The stand out performer has, however, been Insperity inc (market cap $4.19 billion), which has climbed over the past two months by almost six per cent; but this is part of a spectacular trend which has seen its share price rise by 68 per cent over the course of the preceding year. It is clearly a darling of the investor community as revealed by its price/earnings ratio which sits at an eye-watering 32.74.

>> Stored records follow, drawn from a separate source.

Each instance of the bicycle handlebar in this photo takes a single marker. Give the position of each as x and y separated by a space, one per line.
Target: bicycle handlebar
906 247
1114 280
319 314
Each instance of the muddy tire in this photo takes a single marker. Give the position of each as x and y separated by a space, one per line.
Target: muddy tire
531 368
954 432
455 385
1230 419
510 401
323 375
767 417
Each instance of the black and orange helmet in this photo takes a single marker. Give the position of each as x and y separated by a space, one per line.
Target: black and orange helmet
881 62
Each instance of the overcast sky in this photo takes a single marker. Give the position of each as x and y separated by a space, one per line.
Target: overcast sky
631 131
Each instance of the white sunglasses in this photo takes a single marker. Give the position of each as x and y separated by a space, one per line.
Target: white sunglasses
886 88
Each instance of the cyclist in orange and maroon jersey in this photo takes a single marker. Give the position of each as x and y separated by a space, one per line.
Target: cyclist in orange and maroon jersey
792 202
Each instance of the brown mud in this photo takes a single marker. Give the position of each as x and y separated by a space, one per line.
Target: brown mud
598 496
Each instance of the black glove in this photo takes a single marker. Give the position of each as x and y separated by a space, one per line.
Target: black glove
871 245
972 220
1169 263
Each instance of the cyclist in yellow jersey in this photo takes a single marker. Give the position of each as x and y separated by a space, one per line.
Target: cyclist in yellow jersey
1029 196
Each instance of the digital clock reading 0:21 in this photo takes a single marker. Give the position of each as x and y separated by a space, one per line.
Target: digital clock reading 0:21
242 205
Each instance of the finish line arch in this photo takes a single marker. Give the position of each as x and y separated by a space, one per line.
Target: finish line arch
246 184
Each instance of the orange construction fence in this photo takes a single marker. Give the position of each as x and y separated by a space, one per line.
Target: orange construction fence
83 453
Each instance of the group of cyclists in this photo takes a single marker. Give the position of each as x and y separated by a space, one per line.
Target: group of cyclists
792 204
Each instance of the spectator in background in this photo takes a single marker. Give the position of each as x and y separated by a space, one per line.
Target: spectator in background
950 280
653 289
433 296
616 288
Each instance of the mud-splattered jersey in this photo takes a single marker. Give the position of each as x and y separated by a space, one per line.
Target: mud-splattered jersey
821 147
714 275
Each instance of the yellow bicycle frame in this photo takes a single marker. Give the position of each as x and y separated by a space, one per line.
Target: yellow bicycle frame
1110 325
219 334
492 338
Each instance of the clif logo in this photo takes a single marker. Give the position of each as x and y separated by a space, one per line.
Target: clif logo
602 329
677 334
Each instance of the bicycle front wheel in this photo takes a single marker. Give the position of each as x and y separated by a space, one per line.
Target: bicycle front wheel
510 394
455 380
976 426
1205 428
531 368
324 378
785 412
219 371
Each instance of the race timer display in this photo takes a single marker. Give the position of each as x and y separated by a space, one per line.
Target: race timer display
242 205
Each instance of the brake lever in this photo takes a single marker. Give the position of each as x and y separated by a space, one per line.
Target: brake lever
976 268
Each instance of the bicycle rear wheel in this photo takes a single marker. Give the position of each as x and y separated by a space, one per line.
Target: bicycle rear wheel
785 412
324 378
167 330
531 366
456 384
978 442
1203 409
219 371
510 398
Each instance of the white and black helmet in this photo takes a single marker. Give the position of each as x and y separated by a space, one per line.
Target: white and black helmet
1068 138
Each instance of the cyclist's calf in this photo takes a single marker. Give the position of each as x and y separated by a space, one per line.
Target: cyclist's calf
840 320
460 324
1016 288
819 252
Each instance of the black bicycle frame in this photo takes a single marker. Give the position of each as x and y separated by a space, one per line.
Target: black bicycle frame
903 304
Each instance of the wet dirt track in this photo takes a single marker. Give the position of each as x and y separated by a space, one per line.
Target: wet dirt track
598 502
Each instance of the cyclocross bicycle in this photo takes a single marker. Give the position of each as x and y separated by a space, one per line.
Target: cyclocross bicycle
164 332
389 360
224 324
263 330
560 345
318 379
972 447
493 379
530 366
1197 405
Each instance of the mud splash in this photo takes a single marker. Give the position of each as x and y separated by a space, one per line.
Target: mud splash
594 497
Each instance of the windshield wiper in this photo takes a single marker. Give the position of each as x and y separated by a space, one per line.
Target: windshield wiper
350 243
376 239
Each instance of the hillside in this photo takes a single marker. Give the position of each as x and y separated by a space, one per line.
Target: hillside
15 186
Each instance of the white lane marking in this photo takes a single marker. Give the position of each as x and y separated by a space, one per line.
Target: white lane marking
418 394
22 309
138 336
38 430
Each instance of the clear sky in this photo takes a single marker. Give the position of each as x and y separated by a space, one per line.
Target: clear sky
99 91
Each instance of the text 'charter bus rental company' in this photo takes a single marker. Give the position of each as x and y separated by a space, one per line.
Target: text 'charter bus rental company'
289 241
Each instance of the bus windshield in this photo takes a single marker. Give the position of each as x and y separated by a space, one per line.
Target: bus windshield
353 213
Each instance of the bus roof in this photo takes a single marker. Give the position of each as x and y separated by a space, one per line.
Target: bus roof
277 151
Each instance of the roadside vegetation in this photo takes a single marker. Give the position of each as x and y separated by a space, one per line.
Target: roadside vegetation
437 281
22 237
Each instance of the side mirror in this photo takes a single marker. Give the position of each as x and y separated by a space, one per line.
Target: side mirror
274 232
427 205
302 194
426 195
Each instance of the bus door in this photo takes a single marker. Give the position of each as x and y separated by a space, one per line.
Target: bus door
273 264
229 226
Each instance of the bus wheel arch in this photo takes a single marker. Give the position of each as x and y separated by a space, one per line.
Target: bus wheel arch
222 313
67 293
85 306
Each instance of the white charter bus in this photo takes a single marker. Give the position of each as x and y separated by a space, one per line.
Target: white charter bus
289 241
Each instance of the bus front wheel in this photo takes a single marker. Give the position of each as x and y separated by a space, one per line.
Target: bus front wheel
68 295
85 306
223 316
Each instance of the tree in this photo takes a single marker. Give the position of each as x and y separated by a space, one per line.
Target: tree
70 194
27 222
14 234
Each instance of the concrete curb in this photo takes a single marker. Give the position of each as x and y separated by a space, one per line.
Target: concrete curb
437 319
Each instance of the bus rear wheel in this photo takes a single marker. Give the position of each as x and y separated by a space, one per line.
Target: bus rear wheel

The question for investors as ever will be whether the larger forces of political economy prove a drag on the US economy. The S&P 500 has, for example, rallied by more than 11 per cent since Christmas and Elia Lattuya, a strategist at Unicredit, sounds caution about whether this can continue: “A fine balance of friendly monetary policy, clear growth, modest inflationary pressure and a lack of material external risks would be required to sustain the rally for the months to come.”

Diatribes from Davos

Those “external risks” may have notched up a little following some of the terse statements made at the World Economic Forum at Davos on 23rd January. Angela Merkel, German chancellor, issued a thinly veiled criticism of what she posits is the US Administration’s efforts to undermine the architecture of global economic institutions such as the IMF and World Bank. Kamal Nath, chief minister of Madhya Pradesh (India), went further stating: “The new global order is the global disorder, not merely in trade.”

Meanwhile the potential for an escalation in the China-US “trade war” continues as the US rejected an offer to hold preparatory talks with two Chinese ministers ahead of more formal trade talks. It is pertinent to note that the Chinese Vice-President, Wang Qishan, tried to strike an upbeat note at Davos referring to the 2018 Chinese economic growth rate of 6.6% per cent as “not low at all.” Certainly, that is true when compared to the advanced economies but what he omitted to mention is that it was one of the lowest rates for China in the past three decades.

Consequently, investors will hope that the Trump Administration understands that further trade tariffs and restrictions on Chinese exports could further undermine the latter’s growth prospects. That would bode ill for the global economy as a whole and for the US too.